Le plus important me semble ailleurs. En effet pour moi Patrick Bérhault, c’est du réel ! Ce que je retiens surtout :
- ce sont ses actions pour sortir du champ de la performance en escalade avec les spectacles de danse-escalade
- sa capacité à imaginer et à réaliser contre vents et marées, des projets hors-norme qui se situent dans une autre forme de pratique que la seule recherche de la performance en montagne.
Ce sont les voyages alpins qui ont marqué toute la fin de sa vie.
Cela commence en septembre 1991 :
Traversée complète en solitaire du massif du Mont Blanc par un enchaînement d'itinéraires difficiles.
Ouverture d'une nouvelle voie au mont Rouge de Peuterey - Arête intégrale de Peuterey - Pilier Central du Freney.
Traversée du mont Blanc et des aiguilles de Chamonix, du Grépon, des grands Charmoz, des petits Charmoz et de l’aiguilles de l'M.
En août 1992, Patrick renoue avec l’esprit de cordée, avec Fred Vimal, ils réalisent la super-intégrale de Peuterey dans une longue journée: face ouest de l'aiguille Noire, voie Gervasutti à l'aiguille Gugliermina, pilier central du Freney, sommet du Mont-Blanc.
Du 28 février au 3 mars 1997 : avec
Francis Bibollet, une semaine de grand alpinisme : face Nord des Droites par la Colton, face Nord des Grandes Jorasses par la goulotte McIntyre, traversée des Grandes Jorasses-arêtes de Rochefort, Grand Pilier d'Angle par la goulotte Cecchinel-Nominé, Mont-Blanc par l’Hypercouloir.
Les règles sont posées : une prévision météo « sur mesure », préparée par l'ami routeur de Chamonix, Yann Giezendanner, mais aucun moyen de liaison mécanique, ni hélico, ni voiture, ni téléphérique, un vélo s'il faut faire un bout de route.
Du 12 au 18 février 1998, c'est avec
Bruno Sourzac qu'il repart cette fois pour les 4 grandes faces qui se trouvent au-dessus du glacier noir (Ecrins).

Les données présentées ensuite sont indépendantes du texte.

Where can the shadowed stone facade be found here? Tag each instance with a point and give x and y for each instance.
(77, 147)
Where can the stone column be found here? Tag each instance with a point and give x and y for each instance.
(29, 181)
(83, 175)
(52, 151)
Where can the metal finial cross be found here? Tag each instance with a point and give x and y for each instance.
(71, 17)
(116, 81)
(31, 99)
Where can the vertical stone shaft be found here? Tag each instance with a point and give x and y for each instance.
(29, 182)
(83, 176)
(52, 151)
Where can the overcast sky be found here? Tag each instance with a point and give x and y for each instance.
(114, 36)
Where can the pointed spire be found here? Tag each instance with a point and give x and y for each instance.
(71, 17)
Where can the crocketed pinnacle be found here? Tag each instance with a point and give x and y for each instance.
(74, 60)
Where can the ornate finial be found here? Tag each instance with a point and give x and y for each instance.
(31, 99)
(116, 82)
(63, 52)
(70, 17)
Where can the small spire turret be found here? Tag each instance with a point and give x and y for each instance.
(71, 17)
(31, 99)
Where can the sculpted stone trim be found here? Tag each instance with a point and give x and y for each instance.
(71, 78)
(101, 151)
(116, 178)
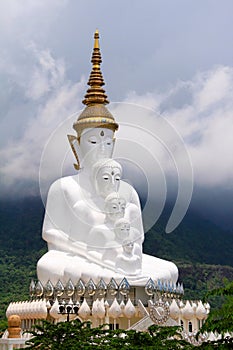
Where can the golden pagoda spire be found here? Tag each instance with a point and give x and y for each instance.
(95, 114)
(96, 94)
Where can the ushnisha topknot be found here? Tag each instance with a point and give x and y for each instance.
(95, 115)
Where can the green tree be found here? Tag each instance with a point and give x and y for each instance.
(76, 335)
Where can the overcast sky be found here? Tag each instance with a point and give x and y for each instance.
(175, 57)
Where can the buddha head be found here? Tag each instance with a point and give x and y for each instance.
(106, 175)
(94, 144)
(122, 229)
(95, 126)
(128, 247)
(114, 207)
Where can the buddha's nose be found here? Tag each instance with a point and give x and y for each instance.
(102, 146)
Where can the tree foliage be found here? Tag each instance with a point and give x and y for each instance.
(220, 320)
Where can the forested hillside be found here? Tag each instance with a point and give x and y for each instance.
(196, 246)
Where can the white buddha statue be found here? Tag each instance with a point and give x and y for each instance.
(76, 207)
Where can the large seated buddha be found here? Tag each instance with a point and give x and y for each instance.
(93, 223)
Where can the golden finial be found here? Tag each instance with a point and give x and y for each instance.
(96, 37)
(96, 94)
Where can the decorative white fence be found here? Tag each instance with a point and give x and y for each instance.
(11, 344)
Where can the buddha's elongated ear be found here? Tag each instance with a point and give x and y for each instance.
(113, 142)
(74, 144)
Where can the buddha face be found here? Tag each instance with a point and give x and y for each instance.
(122, 229)
(115, 208)
(95, 144)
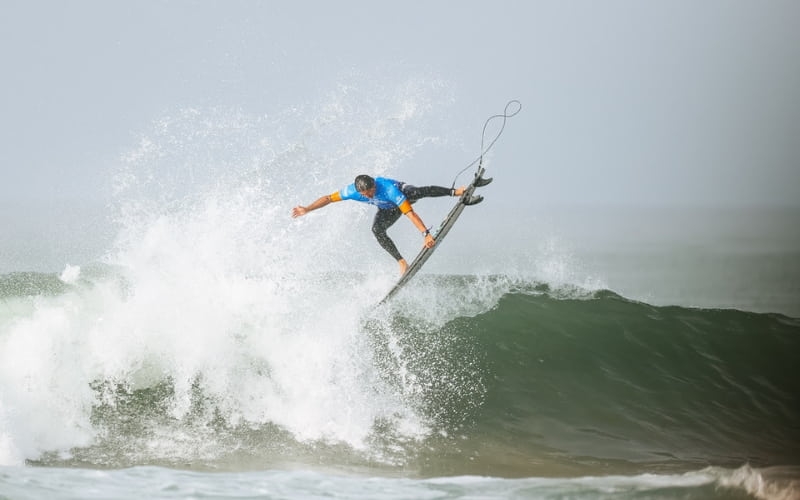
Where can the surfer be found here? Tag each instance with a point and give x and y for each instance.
(393, 199)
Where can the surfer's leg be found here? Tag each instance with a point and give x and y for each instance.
(383, 221)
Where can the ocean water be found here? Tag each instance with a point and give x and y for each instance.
(196, 342)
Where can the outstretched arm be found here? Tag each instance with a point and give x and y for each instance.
(300, 210)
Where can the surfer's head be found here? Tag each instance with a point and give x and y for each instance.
(364, 185)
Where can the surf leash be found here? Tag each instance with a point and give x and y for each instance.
(505, 116)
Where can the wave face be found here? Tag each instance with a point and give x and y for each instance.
(541, 382)
(218, 333)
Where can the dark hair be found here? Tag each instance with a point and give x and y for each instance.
(364, 182)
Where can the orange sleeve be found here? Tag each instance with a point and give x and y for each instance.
(405, 207)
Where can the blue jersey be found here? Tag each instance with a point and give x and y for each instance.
(387, 194)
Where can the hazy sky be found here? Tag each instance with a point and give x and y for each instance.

Pelvoux voie Ginel-Pinard, Pic Sans Nom voie Georges-Russenberger, Pic du Coup de Sabre voie Chapoutot-Prieur, Ailefroide Devies-Gervasutti par la variante Gurékian.

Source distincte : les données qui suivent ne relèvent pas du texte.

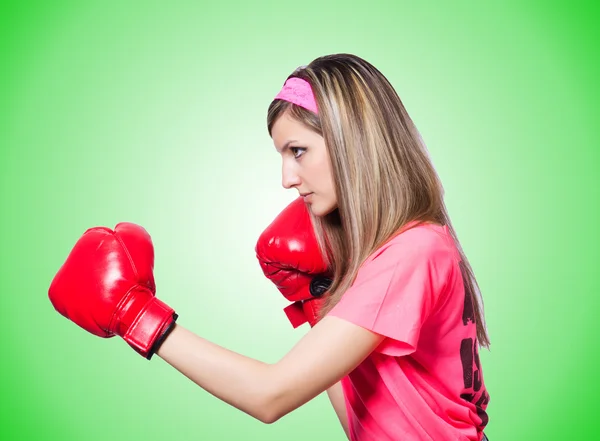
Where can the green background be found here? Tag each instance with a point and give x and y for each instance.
(154, 113)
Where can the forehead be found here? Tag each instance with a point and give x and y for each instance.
(288, 129)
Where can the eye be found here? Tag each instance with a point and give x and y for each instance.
(297, 151)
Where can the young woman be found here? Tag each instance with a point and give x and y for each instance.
(402, 320)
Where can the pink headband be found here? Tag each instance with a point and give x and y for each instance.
(298, 91)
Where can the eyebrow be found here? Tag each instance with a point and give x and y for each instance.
(286, 145)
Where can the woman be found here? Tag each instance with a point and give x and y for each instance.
(402, 321)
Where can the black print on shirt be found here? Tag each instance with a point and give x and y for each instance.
(472, 376)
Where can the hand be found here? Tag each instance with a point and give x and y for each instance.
(290, 257)
(106, 286)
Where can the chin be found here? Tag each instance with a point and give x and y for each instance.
(321, 209)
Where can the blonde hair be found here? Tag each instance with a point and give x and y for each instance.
(383, 175)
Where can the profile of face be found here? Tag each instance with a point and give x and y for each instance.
(306, 164)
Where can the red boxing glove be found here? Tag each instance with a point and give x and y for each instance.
(106, 286)
(289, 256)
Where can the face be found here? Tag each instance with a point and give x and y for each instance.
(306, 165)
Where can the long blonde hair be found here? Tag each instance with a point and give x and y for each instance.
(383, 175)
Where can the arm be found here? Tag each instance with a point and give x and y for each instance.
(328, 352)
(336, 396)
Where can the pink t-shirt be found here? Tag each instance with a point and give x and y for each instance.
(424, 382)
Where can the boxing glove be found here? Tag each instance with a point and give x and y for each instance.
(106, 286)
(289, 256)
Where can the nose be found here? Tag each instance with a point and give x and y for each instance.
(289, 176)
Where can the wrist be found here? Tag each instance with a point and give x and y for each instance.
(146, 323)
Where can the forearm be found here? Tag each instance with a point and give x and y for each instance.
(336, 396)
(240, 381)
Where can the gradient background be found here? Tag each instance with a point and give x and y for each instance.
(155, 114)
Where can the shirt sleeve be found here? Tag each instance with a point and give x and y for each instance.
(398, 288)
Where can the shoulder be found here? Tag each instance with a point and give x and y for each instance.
(418, 242)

En janvier 2000 il traverse avec
Christophe Frendo le massif des Aravis.
D'août 2000 à février 2001, il entreprend « La grande traversée des Alpes », tantôt seul, tantôt entouré d'amis :
Patrick Gabarrou,
Patrick Edlinger,
Ottavio Fassini,
Gaël Bouquet des Chaux,
Valérie Aumage,
Philippe Magnin.
Au cours de ce voyage alpin qui le fait connaître du grand public, naîtra la « cordée magique » Berhault/Magnin.
Durant ce voyage de 167 jours qui le mènera de la Slovénie à Menton, 22 sommets et voies majeures sont gravis.
Du 11 février au 5 mars 2003, en 2 sessions : avec Philippe Magnin, prenant pour camp de base le bivouac Eccles, installé sur le versant italien du Mont-Blanc, ils enchaînent seize voies extrêmes dans l'envers du Mont Blanc.
Un « voyage glaciaire » sur 8 voies : Brouillard givrant, Cascade notre dame, Hypercouloir du brouillard, Hyper-goulotte, Abominette, Fantomastic, Freynesie Pascale, Grand couloir du Freney, suivi d'un « voyage rocheux » sur 8 autres voies mythiques.
Pilier nord du Freney, Pilier dérobé du Freney, Pilier central du Freney, Pilier sud du Freney, Pilier central du Brouillard, Pilier droit du Brouillard, Pilier rouge du Brouillard, Pilier gauche du Brouillard.
Mars/Avril 2004 : enchaînement des 82 sommets de plus de 4000 m des Alpes, voyage au cours duquel il fait une chute mortelle sur l'arête du
Täschhorn au Dom le 28 avril, après avoir réussi le 64e sommet.
« J'ai besoin de cette esthétique. Grimper est pour moi une forme d'expression artistique. » Patrick Bérhault
Il ne faut surtout pas croire que Patrick se servait uniquement de ses talents techniques et physiques !
Ce qui l’a fait réussir autant de fois c’est la préparation de ses projets avec la plus grande minutie !!